Update 2: I was also lying about having no ifs.

Answer 2

When you divide the value you're using an integer divide, since both values are integers. You need to convert one of them to float first:

return '%.1f' % float(b)/1000 + 'KB'

or even just

return '%.1f' % b/1000.0 + 'KB'

Answer 3

def humanbytes(B):
   'Return the given bytes as a human friendly KB, MB, GB, or TB string'
   B = float(B)
   KB = float(1024)
   MB = float(KB ** 2) # 1,048,576
   GB = float(KB ** 3) # 1,073,741,824
   TB = float(KB ** 4) # 1,099,511,627,776

   if B < KB:
      return '{0} {1}'.format(B,'Bytes' if 0 == B > 1 else 'Byte')
   elif KB <= B < MB:
      return '{0:.2f} KB'.format(B/KB)
   elif MB <= B < GB:
      return '{0:.2f} MB'.format(B/MB)
   elif GB <= B < TB:
      return '{0:.2f} GB'.format(B/GB)
   elif TB <= B:
      return '{0:.2f} TB'.format(B/TB)

tests = [1, 1024, 500000, 1048576, 50000000, 1073741824, 5000000000, 1099511627776, 5000000000000]

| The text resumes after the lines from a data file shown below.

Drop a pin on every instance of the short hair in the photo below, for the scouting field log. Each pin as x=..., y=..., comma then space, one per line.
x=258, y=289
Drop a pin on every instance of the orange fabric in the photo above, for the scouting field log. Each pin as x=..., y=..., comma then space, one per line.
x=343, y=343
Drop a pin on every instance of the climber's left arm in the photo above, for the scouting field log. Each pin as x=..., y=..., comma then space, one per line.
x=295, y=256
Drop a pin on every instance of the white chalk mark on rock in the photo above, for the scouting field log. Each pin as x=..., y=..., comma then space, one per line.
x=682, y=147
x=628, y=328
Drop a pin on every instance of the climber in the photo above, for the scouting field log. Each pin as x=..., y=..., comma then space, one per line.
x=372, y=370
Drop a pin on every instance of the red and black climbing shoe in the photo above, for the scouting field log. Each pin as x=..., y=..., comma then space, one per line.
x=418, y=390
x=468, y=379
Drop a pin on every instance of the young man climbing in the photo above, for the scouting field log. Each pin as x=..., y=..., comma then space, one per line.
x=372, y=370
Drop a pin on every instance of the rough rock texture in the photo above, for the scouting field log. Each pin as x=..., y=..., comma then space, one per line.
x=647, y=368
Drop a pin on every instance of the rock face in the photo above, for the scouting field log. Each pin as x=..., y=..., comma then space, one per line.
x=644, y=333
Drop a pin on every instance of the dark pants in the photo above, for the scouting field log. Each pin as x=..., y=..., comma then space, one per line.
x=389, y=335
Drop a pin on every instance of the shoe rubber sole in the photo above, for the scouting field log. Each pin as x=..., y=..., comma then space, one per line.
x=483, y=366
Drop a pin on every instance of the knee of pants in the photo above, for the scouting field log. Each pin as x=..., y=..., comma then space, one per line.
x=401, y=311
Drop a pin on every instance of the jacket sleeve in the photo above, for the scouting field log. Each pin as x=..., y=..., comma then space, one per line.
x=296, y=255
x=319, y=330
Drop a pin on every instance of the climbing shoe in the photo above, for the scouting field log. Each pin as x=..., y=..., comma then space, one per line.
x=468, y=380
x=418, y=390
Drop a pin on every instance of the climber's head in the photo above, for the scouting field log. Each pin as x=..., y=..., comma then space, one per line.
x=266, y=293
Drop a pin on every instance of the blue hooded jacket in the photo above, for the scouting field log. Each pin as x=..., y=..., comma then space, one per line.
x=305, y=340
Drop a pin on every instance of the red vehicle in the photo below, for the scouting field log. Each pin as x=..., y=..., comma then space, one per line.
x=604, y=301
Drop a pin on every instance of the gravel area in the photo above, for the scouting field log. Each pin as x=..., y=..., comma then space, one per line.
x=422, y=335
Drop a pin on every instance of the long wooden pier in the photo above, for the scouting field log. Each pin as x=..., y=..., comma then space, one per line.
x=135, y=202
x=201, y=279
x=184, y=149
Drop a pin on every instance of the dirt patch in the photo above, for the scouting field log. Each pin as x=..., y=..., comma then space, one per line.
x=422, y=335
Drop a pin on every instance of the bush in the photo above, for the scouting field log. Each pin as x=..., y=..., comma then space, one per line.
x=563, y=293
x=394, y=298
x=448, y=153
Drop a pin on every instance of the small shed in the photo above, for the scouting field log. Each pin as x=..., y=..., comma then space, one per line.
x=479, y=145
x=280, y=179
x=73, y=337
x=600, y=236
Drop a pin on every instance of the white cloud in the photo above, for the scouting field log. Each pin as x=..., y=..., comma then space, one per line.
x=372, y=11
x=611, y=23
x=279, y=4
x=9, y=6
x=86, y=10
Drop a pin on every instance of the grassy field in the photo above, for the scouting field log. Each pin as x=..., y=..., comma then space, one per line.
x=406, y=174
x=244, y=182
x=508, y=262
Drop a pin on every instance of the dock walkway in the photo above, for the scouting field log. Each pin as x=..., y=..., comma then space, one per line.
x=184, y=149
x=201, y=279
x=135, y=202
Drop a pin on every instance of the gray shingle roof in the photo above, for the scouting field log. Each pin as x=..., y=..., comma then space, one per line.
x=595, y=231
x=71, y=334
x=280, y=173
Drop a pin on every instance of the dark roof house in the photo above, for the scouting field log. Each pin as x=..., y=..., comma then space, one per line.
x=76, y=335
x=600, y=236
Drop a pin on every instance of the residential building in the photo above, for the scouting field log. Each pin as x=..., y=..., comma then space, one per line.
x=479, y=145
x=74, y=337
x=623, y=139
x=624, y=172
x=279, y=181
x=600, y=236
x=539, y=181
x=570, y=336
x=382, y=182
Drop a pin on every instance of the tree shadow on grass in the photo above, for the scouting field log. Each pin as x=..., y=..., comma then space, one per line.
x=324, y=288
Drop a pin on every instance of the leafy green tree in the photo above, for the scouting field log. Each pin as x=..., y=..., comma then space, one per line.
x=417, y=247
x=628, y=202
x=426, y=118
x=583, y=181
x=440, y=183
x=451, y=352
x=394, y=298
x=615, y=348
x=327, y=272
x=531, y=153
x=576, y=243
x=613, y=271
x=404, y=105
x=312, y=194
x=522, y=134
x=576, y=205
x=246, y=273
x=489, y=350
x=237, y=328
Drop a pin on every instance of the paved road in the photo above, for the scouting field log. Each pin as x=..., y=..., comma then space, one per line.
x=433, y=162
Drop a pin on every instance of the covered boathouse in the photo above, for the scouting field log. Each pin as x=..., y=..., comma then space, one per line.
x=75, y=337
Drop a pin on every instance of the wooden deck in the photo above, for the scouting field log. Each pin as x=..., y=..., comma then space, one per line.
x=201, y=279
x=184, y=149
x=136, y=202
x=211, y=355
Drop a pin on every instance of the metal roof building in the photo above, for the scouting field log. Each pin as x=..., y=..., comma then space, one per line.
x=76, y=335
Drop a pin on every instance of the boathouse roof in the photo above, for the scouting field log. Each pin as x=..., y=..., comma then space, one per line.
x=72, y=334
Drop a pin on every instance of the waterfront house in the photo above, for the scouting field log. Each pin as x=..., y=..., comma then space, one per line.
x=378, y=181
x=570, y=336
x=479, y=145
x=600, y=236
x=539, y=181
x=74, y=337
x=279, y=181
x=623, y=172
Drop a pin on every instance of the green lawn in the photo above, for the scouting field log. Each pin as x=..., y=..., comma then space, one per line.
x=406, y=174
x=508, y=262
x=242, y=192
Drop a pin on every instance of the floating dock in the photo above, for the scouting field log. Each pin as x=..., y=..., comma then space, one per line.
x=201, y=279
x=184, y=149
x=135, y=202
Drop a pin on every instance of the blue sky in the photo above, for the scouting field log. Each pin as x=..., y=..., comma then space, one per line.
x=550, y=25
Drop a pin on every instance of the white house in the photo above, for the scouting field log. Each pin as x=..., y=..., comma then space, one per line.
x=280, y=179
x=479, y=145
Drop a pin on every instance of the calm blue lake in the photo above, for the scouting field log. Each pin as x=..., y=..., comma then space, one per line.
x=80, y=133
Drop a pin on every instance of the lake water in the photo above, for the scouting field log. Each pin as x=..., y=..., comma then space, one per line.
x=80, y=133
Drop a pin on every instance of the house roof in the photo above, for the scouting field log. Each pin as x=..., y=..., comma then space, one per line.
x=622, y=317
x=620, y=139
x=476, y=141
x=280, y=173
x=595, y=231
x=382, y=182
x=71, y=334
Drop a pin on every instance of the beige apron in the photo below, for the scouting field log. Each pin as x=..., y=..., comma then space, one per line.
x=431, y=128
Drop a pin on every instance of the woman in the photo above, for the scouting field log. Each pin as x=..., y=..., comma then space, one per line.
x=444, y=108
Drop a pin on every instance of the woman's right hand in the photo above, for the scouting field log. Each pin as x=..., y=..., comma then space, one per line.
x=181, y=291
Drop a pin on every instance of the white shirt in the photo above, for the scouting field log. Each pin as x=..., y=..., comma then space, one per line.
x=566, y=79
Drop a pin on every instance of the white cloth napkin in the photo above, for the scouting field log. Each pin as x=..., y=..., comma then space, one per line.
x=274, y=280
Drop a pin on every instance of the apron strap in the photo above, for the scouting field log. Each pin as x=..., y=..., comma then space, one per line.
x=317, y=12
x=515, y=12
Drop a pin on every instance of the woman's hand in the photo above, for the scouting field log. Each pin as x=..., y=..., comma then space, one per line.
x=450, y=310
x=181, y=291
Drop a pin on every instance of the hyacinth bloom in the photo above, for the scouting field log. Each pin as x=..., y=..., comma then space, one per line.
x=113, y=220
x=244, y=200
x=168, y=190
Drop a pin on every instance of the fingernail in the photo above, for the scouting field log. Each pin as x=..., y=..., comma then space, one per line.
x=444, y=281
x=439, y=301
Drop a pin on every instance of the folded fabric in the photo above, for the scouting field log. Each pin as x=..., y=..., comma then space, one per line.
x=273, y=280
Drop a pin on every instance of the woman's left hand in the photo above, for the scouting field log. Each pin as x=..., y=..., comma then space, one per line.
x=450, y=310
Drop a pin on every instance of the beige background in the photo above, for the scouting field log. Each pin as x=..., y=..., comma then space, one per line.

for t in tests: print '{0} == {1}'.format(t,humanbytes(t))

Output:

1 == 1.0 Byte
1024 == 1.00 KB
500000 == 488.28 KB
1048576 == 1.00 MB
50000000 == 47.68 MB
1073741824 == 1.00 GB
5000000000 == 4.66 GB
1099511627776 == 1.00 TB
5000000000000 == 4.55 TB

and for future me here it is in Perl too:

sub humanbytes {
   my $B = shift;
   my $KB = 1024;
   my $MB = $KB ** 2; # 1,048,576
   my $GB = $KB ** 3; # 1,073,741,824
   my $TB = $KB ** 4; # 1,099,511,627,776

   if ($B < $KB) {
      return "$B " . (($B == 0 || $B > 1) ? 'Bytes' : 'Byte');
   } elsif ($B >= $KB && $B < $MB) {
      return sprintf('%0.02f',$B/$KB) . ' KB';
   } elsif ($B >= $MB && $B < $GB) {
      return sprintf('%0.02f',$B/$MB) . ' MB';
   } elsif ($B >= $GB && $B < $TB) {
      return sprintf('%0.02f',$B/$GB) . ' GB';
   } elsif ($B >= $TB) {
      return sprintf('%0.02f',$B/$TB) . ' TB';
   }
}

Answer 4

This is a compact version that converts B (bytes) to any higher order such MB, GB without using a lot of if...else in python. I use bit-wise to deal with this. Also it allows to return a float output if you trigger the parameter return_output in the function as True:

import math

def bytes_conversion(number, return_float=False):

    def _conversion(number, return_float=False):

        length_number = int(math.log10(number))

        if return_float:

           length_number = int(math.log10(number))
           return length_number // 3, '%.2f' % (int(number)/(1 << (length_number//3) *10))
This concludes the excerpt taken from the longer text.